Facioscapulohumeral muscular dystrophy (FSHD) is a genetic muscle disorder in which the muscles of the face, shoulder blades, and upper arms are among the most affected, but the disease usually also causes weakness in other muscles like the lower legs.
What is Facioscapulohumeral Dystrophy (FSHD)?
FSHD is an autosomal dominant disease associated with inappropriate expression of the double homeobox protein 4 gene (DUX4) on chromosome 4, in the 4q35 region in skeletal muscle. The segment is not part of any particular gene, but with mutations, overexpression interferes with the correct processing of genetic material, leading to DUX4 protein which is toxic to muscle fibers.
Characteristics of FSHD:
- Third most common form of muscular dystrophy
- Progressive weakness and atrophy of facial, periscapular, and humeral muscles
- Onset typically in second decade of life
- Variable pathologic findings, ranging from nonspecific myopathic changes to fibrosis and fatty infiltration
- May involve muscles of respiration and eyes; no cardiac involvement
FSHD typically first presents in the facial muscles and scapular region, creating the classic scapular winging. Proximal weakness of the pectoral and abductor muscles limit upper extremity function at the shoulder girdle. Biceps and triceps muscles are commonly involved early, and tibialis anterior involvement often results in a foot drop. Eventually, muscles including the forearm flexors and extensors and knee flexors and extensors may become weak. Weakness and wasting progress with approximately 20% of patients becoming wheelchair bound by age 50.
The classic onset of FSHD is in the teenage and early adult years, but it can present in infancy, which tends to be a more aggressive course. The disease is slowly progressive and typically asymmetric. Up to one-third of non-ambulatory patients have respiratory involvement. Cardiac involvement is not associated with FSHD. Retinal vasculopathy is common, as is hearing loss.

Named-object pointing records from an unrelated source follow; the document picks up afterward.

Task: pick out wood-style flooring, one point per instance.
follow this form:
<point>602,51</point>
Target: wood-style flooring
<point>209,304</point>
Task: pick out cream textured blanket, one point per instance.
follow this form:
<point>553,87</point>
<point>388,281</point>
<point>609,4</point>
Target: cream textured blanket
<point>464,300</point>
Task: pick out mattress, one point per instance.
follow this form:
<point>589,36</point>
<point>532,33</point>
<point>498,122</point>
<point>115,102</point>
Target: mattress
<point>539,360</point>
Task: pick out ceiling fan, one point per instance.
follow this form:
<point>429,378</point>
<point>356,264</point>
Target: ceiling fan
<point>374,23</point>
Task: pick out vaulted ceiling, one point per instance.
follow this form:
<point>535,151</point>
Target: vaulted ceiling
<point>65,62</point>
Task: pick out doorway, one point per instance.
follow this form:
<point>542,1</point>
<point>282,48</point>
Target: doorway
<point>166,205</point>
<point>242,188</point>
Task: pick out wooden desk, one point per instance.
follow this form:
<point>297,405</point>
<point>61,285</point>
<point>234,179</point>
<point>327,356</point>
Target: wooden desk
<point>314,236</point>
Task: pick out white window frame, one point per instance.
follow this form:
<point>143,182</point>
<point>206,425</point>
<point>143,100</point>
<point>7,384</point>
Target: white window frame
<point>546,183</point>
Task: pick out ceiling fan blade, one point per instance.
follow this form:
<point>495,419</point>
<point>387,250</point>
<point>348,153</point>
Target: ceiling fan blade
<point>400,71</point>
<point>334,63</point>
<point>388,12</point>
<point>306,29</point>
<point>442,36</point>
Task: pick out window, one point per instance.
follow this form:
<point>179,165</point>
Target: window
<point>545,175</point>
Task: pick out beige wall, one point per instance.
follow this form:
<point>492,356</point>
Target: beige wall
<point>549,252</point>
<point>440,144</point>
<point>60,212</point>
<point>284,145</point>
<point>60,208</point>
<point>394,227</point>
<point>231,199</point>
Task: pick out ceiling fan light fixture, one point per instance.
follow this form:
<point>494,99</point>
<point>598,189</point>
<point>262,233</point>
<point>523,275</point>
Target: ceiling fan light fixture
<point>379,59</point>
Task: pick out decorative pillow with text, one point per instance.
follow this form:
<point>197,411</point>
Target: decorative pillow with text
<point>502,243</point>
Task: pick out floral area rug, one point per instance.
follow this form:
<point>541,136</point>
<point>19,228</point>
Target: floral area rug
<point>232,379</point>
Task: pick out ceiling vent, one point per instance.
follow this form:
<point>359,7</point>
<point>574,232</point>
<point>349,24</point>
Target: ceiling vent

Evaluation is often initiated based upon physical signs associated with disease expression. Diagnosis can be confused with LGMD, Pompe disease, polymyositis and other muscular dystrophies. Definitive diagnosis can be confirmed by genetic testing.
Currently there are no drugs or biological products specifically indicated for use in FSHD, with no disease-modifying treatments available. Symptomatic management is recommended with screening and monitoring for known associated conditions, including vision and pulmonary function. Therapeutic development is focusing on specific therapies directed at DUX4 toxicity.